So, I had to start working at a company in June and the joining got delayed. They still haven’t given me a joining date. I’m in my hometown since 3 months and I feel depressed. I feel that I don’t have any purpose. I don’t know how to pass my day. I have been so stressed and on edge lately. Everything is frustrating. I’m just so upset and angry and that is getting projected on other people. I have not been sleeping well, I’ve been dreaming a lot - about the job, home, etc. I don’t like living with my family, I want to move out. I just can’t do this anymore. I don’t know what to do. I just don’t understand why I’m doing this (living). Why I’m going through all this, for what, everyone has to die one day and I’ll not really be having an impact on anyone.
Anant @anant
Hey. You don’t know how much I relate to this… my college got over in may and i m at home since then. I still don’t have a job and i dont know what I’m doing with life… i am glad you have that job to look forward to…
No one 111 @jarul
This happens to a lot of people at all ages. Keep calling them. Don’t be scared to show how eager you are. It’s now desperation, trust me. You are desperate if you are, it doesn’t matter there are no jobs out there. Don’t stop trying
Simran Patel @simranpatel
Hey! It’s commendable how you had the courage to put your thoughts down in words. You have already taken the first step to overcoming your emotions. Hang in there, the joining date will come as it may, until then, keep yourself occupied and find other temporary jobs/internships that interest you. It might help you keep your mind off things for a while. Just remember, you are strong and you have got this! :)
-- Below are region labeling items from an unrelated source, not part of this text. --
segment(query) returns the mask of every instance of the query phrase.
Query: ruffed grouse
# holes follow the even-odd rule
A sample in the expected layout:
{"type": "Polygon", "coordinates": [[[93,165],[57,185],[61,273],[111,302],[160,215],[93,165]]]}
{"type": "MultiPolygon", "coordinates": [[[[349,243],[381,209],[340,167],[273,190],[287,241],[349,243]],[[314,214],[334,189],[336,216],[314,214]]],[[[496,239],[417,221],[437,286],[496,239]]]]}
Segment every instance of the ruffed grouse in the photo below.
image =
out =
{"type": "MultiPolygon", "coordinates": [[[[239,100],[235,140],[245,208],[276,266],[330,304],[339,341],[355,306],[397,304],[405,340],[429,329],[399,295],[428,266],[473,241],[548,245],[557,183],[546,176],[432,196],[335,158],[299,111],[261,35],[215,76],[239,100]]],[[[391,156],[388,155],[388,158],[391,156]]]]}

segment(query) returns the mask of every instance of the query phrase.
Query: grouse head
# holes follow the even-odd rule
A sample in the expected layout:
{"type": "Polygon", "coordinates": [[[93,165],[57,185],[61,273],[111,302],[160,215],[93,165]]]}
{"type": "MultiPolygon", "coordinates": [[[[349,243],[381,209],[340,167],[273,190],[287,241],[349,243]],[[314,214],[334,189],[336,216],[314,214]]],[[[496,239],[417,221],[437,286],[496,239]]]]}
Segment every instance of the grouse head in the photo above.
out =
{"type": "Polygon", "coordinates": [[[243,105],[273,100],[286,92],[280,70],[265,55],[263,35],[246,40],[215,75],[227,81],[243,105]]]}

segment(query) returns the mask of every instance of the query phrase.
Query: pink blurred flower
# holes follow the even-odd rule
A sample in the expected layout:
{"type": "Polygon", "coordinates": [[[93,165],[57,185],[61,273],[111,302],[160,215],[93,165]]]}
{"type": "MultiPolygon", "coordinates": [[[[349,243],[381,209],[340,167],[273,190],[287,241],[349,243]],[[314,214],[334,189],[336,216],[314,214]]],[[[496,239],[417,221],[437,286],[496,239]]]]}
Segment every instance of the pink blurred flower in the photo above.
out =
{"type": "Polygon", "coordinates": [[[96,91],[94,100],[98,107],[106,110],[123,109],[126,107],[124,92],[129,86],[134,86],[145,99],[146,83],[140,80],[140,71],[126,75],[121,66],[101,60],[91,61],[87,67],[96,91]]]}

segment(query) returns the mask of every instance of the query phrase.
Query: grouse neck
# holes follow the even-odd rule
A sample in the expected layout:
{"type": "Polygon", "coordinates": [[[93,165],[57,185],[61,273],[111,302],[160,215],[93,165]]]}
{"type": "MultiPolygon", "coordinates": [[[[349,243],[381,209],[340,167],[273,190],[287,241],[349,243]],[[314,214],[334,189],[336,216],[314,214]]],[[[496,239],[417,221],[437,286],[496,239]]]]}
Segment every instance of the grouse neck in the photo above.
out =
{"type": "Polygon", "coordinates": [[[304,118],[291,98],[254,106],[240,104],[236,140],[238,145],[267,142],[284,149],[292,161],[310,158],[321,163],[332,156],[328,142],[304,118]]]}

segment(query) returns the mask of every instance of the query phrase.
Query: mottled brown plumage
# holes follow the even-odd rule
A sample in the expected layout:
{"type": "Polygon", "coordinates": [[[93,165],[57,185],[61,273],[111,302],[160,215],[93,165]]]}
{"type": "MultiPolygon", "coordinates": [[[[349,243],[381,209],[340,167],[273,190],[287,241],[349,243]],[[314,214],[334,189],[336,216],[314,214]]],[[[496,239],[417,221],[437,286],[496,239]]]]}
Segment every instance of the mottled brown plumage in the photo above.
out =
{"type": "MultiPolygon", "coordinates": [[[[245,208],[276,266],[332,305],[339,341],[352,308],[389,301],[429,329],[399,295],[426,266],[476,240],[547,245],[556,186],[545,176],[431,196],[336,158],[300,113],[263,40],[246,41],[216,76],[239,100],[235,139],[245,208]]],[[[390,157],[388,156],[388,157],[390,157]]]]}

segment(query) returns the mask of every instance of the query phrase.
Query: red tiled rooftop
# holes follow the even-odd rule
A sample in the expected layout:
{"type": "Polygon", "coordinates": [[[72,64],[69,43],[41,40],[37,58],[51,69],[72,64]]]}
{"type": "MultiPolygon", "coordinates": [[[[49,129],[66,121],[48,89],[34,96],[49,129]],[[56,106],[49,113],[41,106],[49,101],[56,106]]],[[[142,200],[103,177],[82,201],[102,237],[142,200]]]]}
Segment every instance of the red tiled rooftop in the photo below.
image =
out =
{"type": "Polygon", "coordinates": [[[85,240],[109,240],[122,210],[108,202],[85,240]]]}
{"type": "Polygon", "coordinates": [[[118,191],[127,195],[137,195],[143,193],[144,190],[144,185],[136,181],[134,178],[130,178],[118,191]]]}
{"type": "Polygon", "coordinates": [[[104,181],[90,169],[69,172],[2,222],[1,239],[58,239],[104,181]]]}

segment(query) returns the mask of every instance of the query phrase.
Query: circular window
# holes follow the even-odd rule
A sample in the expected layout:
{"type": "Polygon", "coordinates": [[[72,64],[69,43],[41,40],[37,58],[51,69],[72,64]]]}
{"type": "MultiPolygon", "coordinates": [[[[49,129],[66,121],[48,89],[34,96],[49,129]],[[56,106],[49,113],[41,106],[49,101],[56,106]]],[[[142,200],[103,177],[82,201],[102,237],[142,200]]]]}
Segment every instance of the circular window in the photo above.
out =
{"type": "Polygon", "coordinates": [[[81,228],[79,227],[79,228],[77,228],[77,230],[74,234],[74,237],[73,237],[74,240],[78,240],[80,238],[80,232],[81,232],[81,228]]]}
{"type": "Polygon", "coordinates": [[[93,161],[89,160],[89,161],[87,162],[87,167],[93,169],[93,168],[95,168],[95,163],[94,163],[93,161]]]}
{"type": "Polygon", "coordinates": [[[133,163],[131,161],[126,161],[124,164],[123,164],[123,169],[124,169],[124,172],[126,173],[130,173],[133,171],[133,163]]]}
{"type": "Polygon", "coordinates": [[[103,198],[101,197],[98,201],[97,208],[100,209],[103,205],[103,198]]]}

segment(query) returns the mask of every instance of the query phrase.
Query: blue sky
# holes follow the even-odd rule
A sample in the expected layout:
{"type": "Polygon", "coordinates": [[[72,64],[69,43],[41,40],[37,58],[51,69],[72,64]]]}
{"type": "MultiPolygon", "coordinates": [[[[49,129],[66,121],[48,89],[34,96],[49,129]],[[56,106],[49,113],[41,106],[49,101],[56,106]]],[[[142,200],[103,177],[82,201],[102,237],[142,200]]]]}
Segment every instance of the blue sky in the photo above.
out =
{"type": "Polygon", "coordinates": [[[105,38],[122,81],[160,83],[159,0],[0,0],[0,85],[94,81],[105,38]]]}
Drishti Gupta @drishtigupt...
The joining got delayed and that was not in your control. I would just like to say that please don’t hold yourself accountable for external things which cannot be controlled by you. I am sure once your job commences, you will feel that purpose again and you will do work that will have an impact on everyone and everything around you. I understand that feeling of being at home all day and not feeling a sense of purpose, but trust me, you’ll get there. You’ll get through this. There was a point in my life when I didn’t know what I wanted to do. I made a lot of wrong decisions but ultimately, I understood what I wanted to do. You’ll do great. Just keep at it. Try to enjoy this time with your family because you don’t know when you’ll be able to spend this much time with them again once you move out. Try to make the best of what you have right now :) More strength and power to you. All the best!
Dear person,
This reminds me of myself when I was in school and the summer break would start every year, and it used to be great the first few days, even first few weeks but after that the only thing that made them nice was KNOWING that they would end, and that’s what made the break so special. I can understand how frustrating this must be for you, since you must have made so many plans about how you wanted your life to be like. And I’m not saying it is correct that you get angry with the ones around you because of this, but sometimes there are certain periods in one’s life that can be testing times, so don’t feel guilty for lashing out on them, I’m sure they will understand. Sometimes when we start thinking very deeply and questioning one’s existence, everything can seem inconsequential and minuscule. And you’re not wrong, I think we all feel like that from time to time. We are all just running, with no real sense of purpose. Because sometimes I think to myself, well…if the planet isn’t going to be around for another 50 years, who am I to challenge it? Why don’t I already do what I want to do. It’s a classic case of rumination. Don’t worry, what you’re going through is absolutely understandable, any person in your position would have felt the same way. My recommendation to you would be to use this time as a productive break, doing all that you like doing, doing all that you wouldn’t be able to do once your job starts. Perhaps volunteer somewhere? Or join a part time internship somewhere? Or maybe a dance class, or yoga class. All these are external distractions which really help and give a sense of routine and purpose, but ultimately you have to be at peace from the inside, and that will only come once you have understood and accepted the fact that this isn’t what you had wanted and that’s okay and there are other avenues for you to explore and maybe this was just a sign, that you are meant for other things? Maybe a chance for you to explore your passion.